Under him, the Prime Minister’s Office (PMO) delayed naming Harapan senators and thus giving that privilege to a post-Harapan government. He also bypassed the coalition in selecting his own candidate for MACC chief and ended the government’s tenure by unilaterally resigning.
More than anything else, his smarmy face at the repulsive Malay Dignity Congress reminded me how he unapologetically called us Indians ‘keling’ and had not changed one iota.
He was still the man whose first 22-year term in power saw the mushrooming of corruption, the curtailing of freedoms and the widening of the racial divide.
It was no surprise to me when the Sheraton Move unfolded and I actually wrote that this was coming a full year before it did.
The only thing that made it different was Mahathir disagreed at the last minute with the conspirators and they had gone with plan B, cursing us with a bungling Malay-Muslim-dominated government.
Suddenly on the losing end, the new plan was to distance the former prime minister from the abominable crime he had just committed.
Clearing the Mahathir name
The false narrative is there for the benefit of selected sycophants, loyal cronies, and those Harapan leaders and supporters who had some good reasons to be suspicious of Anwar and then foolishly fell into the trap laid by Mahathir.
Some in the latter group helped destroy the best chance we have had for real reform and don’t want to admit to themselves that they were led by the nose and helped the ketuanan brigade return to power.

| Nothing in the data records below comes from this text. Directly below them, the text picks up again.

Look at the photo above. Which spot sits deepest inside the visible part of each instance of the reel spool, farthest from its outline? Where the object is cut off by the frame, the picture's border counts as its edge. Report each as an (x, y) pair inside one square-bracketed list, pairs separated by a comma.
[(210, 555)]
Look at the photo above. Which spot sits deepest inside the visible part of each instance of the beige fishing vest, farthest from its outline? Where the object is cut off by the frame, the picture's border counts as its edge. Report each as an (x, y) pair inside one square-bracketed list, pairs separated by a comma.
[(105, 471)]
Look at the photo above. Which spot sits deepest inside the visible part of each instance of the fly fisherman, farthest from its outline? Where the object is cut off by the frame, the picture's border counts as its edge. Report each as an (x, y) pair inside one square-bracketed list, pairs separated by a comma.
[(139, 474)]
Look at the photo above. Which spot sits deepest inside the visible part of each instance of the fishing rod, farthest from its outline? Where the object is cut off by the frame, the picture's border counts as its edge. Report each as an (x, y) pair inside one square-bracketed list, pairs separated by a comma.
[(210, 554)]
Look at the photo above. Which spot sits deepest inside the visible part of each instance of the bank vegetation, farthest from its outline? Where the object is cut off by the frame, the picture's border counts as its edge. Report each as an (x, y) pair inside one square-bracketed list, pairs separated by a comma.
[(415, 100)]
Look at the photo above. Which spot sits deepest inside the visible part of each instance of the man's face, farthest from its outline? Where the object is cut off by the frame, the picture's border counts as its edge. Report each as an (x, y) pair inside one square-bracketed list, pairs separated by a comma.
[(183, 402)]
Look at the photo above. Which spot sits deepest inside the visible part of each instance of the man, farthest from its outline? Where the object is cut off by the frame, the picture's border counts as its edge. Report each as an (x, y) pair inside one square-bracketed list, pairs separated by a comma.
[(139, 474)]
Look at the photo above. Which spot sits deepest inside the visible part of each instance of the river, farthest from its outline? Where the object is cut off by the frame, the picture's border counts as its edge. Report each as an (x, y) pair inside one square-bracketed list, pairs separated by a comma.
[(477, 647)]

Mahathir and his friends have always been conscious of trying to control the narrative – there was even this “M for Malaysia” movie made by the clan which was so centred around his role in regime change that many mistakenly called it M for Mahathir.
And not content with one book on the shelves, there’s another round coming soon with a book called ‘Capturing Hope: The Struggle Continues for a New Malaysia’.
The title itself is the height of hypocrisy, considering the individual concerned was most responsible for the failings of old Malaysia and helped scupper the chances of a new one.
I would venture to suggest that if his propagandist offspring was really such a great activist, they should lobby for the unexplained wealth order (such as that introduced in the UK) to investigate the super-rich and force them to help the country’s poor recover from the ravages of COVID-19.
Some friends berated me over why Malaysiakini is giving so much prominence to this drivel. Well, I clearly don’t like it but I am a believer in free speech (as long as it’s not hate speech) and I think it’s actually good that the same news website is giving you opposing viewpoints.
Some others, personally sympathetic to Mahathir’s family, think it’s too much to still be angry. Well, one of the greatest ambitions of my life is to live in a Malaysia without racial politics and corruption, a Malaysia I don’t have to encourage my children to migrate away from.
Like many others, I can never forgive the individual whose greed for power destroyed such a great chance. As long as Malaysians like me are around, you will not get to peddle your false narrative unchallenged.